We use cookies. Read the Privacy and Cookie Policy

Общежитие

Женское общежитие Литинститута называли Голубым подвалом — по цвету стен. Сохранился фольклор — «Песни Голубого подвала», — некоторые из них были всесоюзно популярны.

В первые минуты Бог создал институты,

И Адам студентом первым был… —

песенка, сочиненная Владленом Бахновым на мотив корреспондентской симоновской.

Подвал, как все настоящие подвалы, был холодным и мрачным; вверху, в мутных окошках, мелькали ноги идущих по Бронной. Прохожие, разумеется не подозревали, какой кладезь талантов они минуют.

За тонкой перегородкой жили ребята. Иногда, поздно вернувшись, кто-нибудь начинал громко рассказывать подробности действительного или вымышленного свидания. Девчонки возмущенно стучали в стенку.

Тоже Внизу, в отдельной комнатке-каютке, содержащейся с педантичной аккуратностью, жили два наших общественника, морячки Михаил Годенко и Семен Шуртаков. Эта их каютка вполне могла сойти и за девичью светелку. А к следующей клетушке скрипел протезом по коридору Саша Парфенов, Сашуня, Паршуня, шумный, вздорный и добрый человек. Его уже нет. Многих нет.

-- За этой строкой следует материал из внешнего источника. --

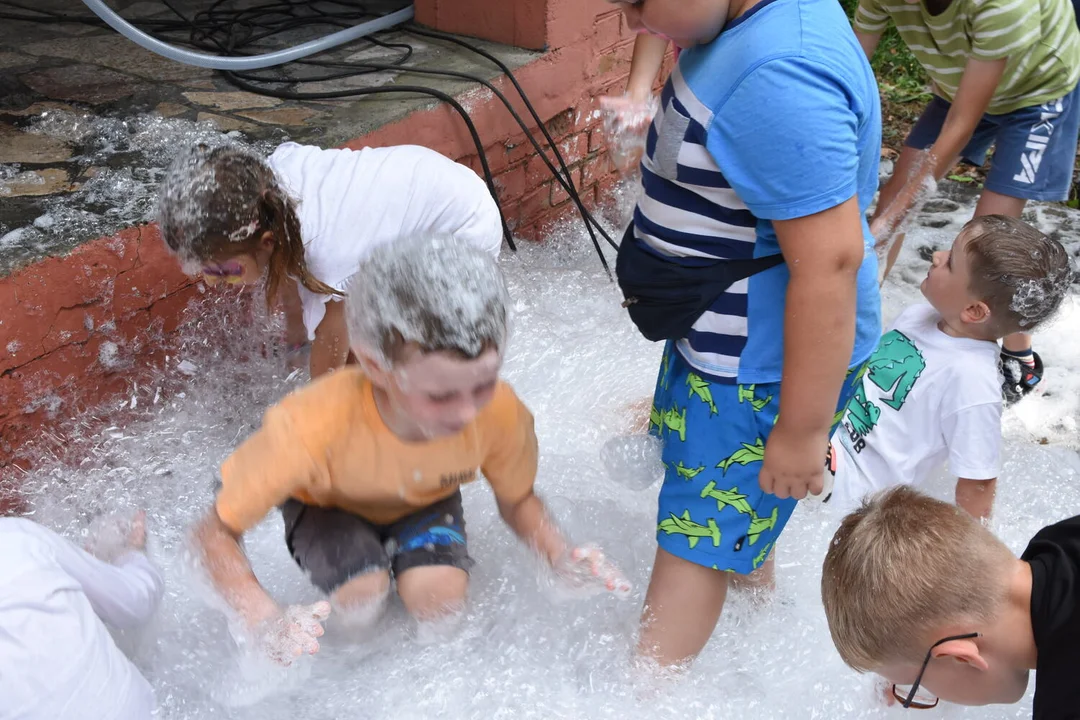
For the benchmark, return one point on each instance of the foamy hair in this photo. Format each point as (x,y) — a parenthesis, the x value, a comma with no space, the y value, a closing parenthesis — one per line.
(436,291)
(1035,301)
(1021,273)
(194,205)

Потом Голубой подвал ликвидировали как общежитие. Девушек поселили наверху, по соседству с бухгалтерией Литературного фонда. В связи с последним обстоятельством в верхнем коридоре по вечерам дежурил сторож, и поздние визиты к ним затруднялись. В одной комнате жили старшекурсницы во главе с Марианной Фофановой, в другой — Инна Гофф, Ольга Кожухова, болгарка Лиляна Стефанова, полька Тереза Квечиньска. А напротив размещались «Володьки» — так называли неразливно друживших тогда Солоухина и Тендрякова. Их нечасто стриженные русые волосы вольно кудрявились на висках и затылках, и так же кудрявились растрепанные голенища их старых валенок. В той комнате царил обычно полный развал, на столе, среди разрозненных бумаг, бросалась в глаза обломанная черная буханка, — время наступило уже легкое, отменили карточки.

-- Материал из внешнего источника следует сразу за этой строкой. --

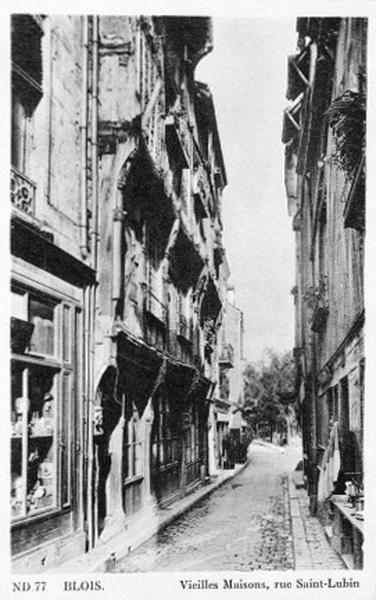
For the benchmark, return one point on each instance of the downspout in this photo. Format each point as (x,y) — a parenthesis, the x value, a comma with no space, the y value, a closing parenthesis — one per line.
(92,505)
(83,128)
(94,141)
(312,75)
(118,218)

Мы жили во флигеле. Это была как бы квартира из трех больших комнат с кухней и прочими службами. По утрам нас будил протяжный крик уборщицы Зины, ютившейся вместе с десятилетним сыном в каморке возле кухни:

— Ребяты, чай поспел!

Мы начинали подъем. Я так и вижу их лица: два Ивана — Завалий и Ганабин, мои друзья, Серега Никитин из комнаты напротив, Борис Бедный, Саша Шабалин из Коврова, Георгий Ефимов из Чебоксар, уралец Леня Шкавро, кореец Се Ман Ир. А за стеною — Миша Кильчичаков, Володя Семенов, Цыден-Жап Жимбиев, Гиго Цагараев… Почти никого из них уже нет.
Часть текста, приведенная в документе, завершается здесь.